Matthew Thompson is a Mississippi Family Law Attorney and cautions you to be careful who you marry and also be careful to whom you become engaged.

img_6390

 

Why Putting Your Engagement on FaceBook May be a Bad Idea.

It seems our “lives” are lived on FaceBook, for better and for worse.

A short marriage came to an abrupt end when the parties realized that they did not really know each other. It was not a first marriage for either party, a whirlwind courtship and a tumultuous coupling that lead to separation after 9 months.

The husband sought an easy “no-fault” divorce. She would keep hers plus he pays her some starting over money, he keep his and they go their separate ways. She did not respond.

Well, she actually hired a lawyer and sued him for everything; a fault based divorce, 1/2 of the house, 1/2 of his retirement, that he buy her a car, permanent alimony, plus she retains all of her stuff. Again, all of this based on a 9 month marriage. It’s important to note that he had the house prior to marriage, the bulk of the retirement prior to marriage and the car was a lease that was to be turned in.

She was aggressive to a fault. She sought a temporary hearing and asked for temporary alimony. She didn’t get it. We then went through the discovery process. We sought records, arrest and otherwise.

Finally, a break through…she posted on FaceBook that she was engaged! To her Soulmate!
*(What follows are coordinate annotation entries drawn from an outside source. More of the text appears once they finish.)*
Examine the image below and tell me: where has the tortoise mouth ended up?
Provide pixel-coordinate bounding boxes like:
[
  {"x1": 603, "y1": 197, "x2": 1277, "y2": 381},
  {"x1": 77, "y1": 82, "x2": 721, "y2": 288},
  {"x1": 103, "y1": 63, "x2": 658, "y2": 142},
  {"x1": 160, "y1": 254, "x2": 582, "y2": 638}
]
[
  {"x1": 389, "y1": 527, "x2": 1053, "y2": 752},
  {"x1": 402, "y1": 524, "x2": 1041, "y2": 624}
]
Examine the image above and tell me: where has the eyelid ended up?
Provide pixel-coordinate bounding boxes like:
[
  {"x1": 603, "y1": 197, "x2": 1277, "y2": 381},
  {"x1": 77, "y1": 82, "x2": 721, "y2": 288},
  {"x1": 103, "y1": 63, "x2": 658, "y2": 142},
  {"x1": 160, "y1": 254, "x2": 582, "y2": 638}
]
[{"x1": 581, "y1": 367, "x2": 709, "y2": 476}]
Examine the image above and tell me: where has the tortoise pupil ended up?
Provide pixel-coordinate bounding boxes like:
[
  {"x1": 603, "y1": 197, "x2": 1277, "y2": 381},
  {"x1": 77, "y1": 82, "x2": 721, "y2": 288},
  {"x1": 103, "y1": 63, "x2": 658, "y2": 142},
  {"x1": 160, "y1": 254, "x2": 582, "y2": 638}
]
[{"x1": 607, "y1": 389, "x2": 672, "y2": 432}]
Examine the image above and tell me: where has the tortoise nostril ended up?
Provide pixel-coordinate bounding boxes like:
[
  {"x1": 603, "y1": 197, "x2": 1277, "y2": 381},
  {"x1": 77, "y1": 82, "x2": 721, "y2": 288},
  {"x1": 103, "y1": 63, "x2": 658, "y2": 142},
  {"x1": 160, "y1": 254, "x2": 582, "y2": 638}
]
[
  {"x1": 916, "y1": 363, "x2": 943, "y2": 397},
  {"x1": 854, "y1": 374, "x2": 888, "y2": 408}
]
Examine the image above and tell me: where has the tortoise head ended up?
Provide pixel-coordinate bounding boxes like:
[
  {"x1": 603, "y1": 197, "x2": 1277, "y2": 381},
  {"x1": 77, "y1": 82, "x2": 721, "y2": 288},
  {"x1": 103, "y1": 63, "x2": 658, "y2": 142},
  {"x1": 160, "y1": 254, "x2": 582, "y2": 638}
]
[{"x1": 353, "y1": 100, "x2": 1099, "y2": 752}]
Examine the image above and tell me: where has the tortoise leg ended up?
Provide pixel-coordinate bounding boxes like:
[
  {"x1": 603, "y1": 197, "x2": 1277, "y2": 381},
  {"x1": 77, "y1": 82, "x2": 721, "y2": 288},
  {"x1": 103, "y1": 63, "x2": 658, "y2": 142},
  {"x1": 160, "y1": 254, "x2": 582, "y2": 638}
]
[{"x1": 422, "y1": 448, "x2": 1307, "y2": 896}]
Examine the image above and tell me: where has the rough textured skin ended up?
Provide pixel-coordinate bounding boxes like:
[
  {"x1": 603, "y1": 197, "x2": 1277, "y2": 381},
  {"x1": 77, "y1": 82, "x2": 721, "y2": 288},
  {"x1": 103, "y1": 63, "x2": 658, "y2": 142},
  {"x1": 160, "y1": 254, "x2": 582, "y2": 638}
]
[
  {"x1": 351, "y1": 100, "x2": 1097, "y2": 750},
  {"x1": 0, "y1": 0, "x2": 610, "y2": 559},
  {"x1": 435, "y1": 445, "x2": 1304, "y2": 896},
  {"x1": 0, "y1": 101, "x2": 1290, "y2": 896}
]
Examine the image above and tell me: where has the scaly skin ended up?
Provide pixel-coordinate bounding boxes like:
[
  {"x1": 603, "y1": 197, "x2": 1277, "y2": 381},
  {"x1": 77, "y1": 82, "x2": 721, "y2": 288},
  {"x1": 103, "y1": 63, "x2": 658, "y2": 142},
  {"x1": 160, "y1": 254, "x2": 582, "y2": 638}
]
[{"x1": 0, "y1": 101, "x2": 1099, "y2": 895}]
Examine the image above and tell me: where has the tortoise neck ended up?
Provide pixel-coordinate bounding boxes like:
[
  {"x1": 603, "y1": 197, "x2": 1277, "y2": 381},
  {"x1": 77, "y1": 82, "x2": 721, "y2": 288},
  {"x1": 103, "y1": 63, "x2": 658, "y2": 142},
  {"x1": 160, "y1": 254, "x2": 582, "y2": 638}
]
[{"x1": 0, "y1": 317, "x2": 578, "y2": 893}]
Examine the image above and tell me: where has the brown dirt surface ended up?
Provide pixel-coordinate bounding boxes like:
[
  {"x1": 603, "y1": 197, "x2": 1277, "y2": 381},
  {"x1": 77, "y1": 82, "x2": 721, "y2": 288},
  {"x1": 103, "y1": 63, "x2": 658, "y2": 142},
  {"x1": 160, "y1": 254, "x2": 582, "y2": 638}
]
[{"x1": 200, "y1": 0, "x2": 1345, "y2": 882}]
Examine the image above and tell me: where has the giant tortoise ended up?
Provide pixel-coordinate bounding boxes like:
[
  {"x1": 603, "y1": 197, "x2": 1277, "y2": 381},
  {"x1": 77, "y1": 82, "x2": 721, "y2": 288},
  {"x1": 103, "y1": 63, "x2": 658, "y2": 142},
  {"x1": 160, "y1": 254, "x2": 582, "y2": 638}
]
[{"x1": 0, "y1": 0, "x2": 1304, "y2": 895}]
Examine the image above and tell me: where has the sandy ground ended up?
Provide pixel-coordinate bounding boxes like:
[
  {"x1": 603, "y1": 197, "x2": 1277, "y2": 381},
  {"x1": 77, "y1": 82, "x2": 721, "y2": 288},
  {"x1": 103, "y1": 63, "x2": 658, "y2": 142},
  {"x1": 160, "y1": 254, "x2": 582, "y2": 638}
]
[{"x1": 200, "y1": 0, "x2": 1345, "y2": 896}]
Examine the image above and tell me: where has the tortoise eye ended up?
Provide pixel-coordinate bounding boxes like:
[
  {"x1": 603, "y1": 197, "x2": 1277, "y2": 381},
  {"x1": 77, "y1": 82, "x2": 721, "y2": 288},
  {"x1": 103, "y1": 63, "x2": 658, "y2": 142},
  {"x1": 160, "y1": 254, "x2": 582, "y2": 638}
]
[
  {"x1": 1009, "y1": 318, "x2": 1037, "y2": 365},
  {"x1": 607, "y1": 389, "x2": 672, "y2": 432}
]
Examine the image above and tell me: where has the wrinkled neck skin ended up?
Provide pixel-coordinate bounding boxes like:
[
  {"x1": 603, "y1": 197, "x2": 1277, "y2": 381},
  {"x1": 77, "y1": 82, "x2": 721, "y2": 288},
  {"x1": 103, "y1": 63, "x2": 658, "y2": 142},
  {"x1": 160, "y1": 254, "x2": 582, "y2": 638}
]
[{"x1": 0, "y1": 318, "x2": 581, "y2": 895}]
I sent her lawyer a note.  It said “Great news! I hear congratulations are in order. Your client has announced her engagement. Attached are the pictures she posted, plus a pic of an impressive engagement ring…it’s high time this case settle. Attached is our proposal to settle all issues. Please review, sign where indicated and return to me. In the event this does not resolve this matter we will be filing an Amended Answer and Counterclaim consistent with these revelations.

The case settled that day via an easy “no-fault” divorce. She kept hers plus he paid her some starting over money, he kept his and they went their separate ways.